About the Compound Interest Calculator
This compound interest calculator projects how a starting balance grows when interest is earned on interest. Enter a principal, an annual rate and a number of years, optionally add a regular contribution for every period, and choose monthly, quarterly or yearly compounding. It returns the future value, the total you contributed, and the interest earned — the part that compounding created for you.
Small inputs produce surprising outputs: 1,000 at 7% compounded monthly for 30 years grows to over 8,100 without adding a cent, and regular deposits multiply that effect dramatically. Because the calculator recomputes the moment you type, it is ideal for exploring savings goals, investment scenarios and retirement projections side by side. Everything runs client-side in your browser — free, instant, with no sign-up and nothing uploaded anywhere.
Features
- Monthly, quarterly or yearly compounding options
- Optional regular contribution every period
- Future value, contributions and interest shown separately
- Ideal for savings, investing and retirement planning
- Recalculates instantly as you change inputs
- Runs fully in your browser, no sign-up
How to calculate compound interest
- Enter your starting amount (the principal).
- Enter the annual interest rate and the number of years.
- Optionally add a contribution made every compounding period.
- Pick the compounding frequency: yearly, quarterly or monthly.

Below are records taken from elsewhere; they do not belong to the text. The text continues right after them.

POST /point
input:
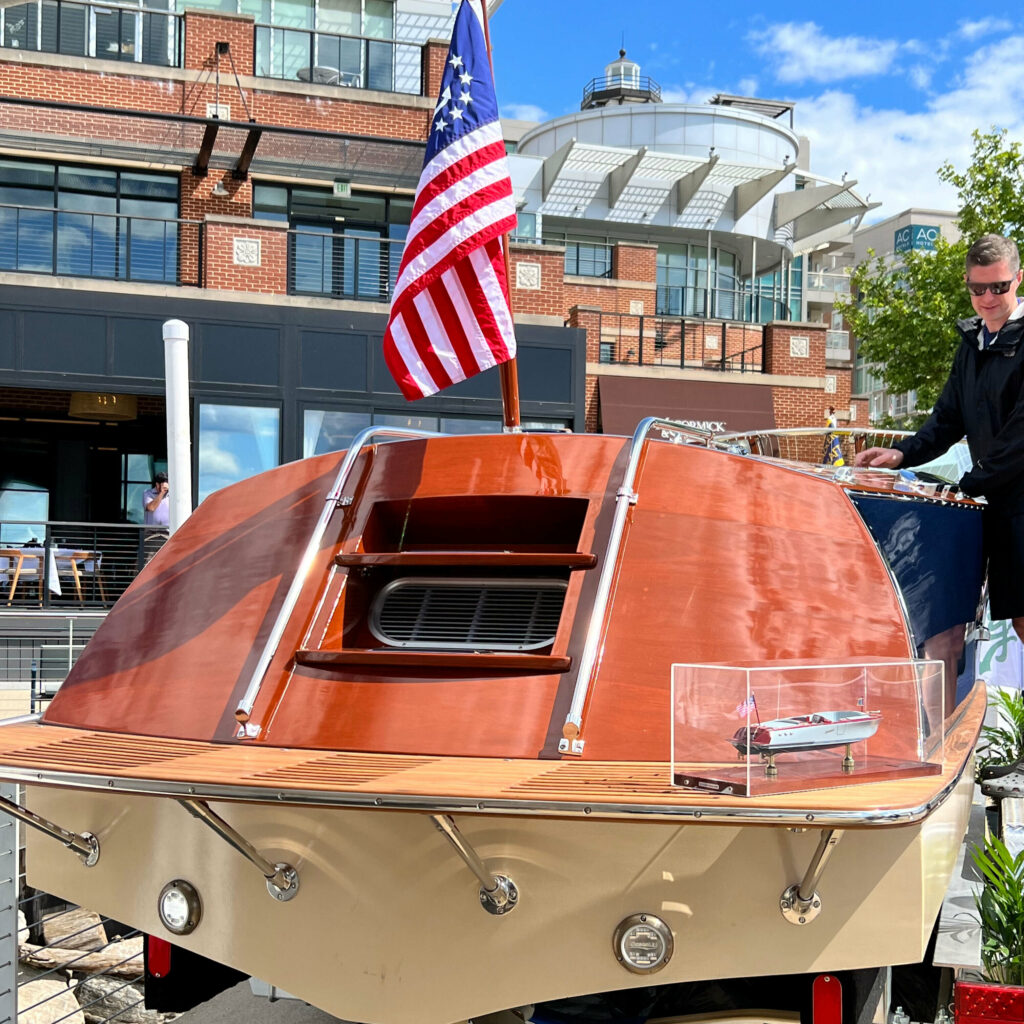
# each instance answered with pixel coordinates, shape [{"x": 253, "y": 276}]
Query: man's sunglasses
[{"x": 995, "y": 287}]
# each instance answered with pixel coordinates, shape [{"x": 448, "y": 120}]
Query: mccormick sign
[{"x": 915, "y": 237}]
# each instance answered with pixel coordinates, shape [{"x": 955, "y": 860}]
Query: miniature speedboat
[
  {"x": 818, "y": 731},
  {"x": 394, "y": 730}
]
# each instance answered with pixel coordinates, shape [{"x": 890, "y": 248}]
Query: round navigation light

- Read the future value, total contributed and interest earned.
Frequently asked questions
What is the compound interest formula?
Without contributions, the future value is A = P × (1 + r/n)^(n×t), where P is the principal, r the annual rate as a decimal, n the compounding periods per year and t the years. With contributions, this calculator compounds period by period, adding your deposit after each interest step.
When are my contributions added?
Each contribution is applied at the end of every compounding period, after that period's interest is credited. If you compound monthly, the contribution field means a monthly deposit; if quarterly, a quarterly one. Match the frequency to how often you actually plan to save.

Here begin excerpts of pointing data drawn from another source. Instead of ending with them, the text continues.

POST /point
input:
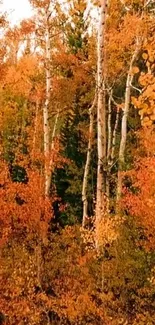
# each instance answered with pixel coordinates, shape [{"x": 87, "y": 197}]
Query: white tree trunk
[
  {"x": 46, "y": 108},
  {"x": 101, "y": 115},
  {"x": 124, "y": 125},
  {"x": 88, "y": 162}
]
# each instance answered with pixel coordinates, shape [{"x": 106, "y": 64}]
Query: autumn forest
[{"x": 77, "y": 164}]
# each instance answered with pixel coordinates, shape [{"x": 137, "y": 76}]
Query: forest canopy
[{"x": 77, "y": 164}]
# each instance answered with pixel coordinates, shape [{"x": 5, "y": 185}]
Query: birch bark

Which compounding frequency should I choose?
Use whatever your account or investment actually does: most savings accounts compound monthly, many bonds pay quarterly or yearly. More frequent compounding earns slightly more at the same nominal rate, because interest starts earning interest sooner. Try all three options to see the difference for your numbers.
What is the difference between simple and compound interest?
Simple interest is calculated only on the original principal, so growth is linear. Compound interest is calculated on the principal plus all previously earned interest, so growth accelerates over time. Over long horizons the gap becomes dramatic — that acceleration is what this calculator makes visible.
How long does it take to double my money?
A quick estimate is the Rule of 72: divide 72 by the annual rate. At 6% your money doubles in roughly 12 years; at 9%, about 8 years. Enter your own rate and years here to see the exact figure, including the boost from any regular contributions.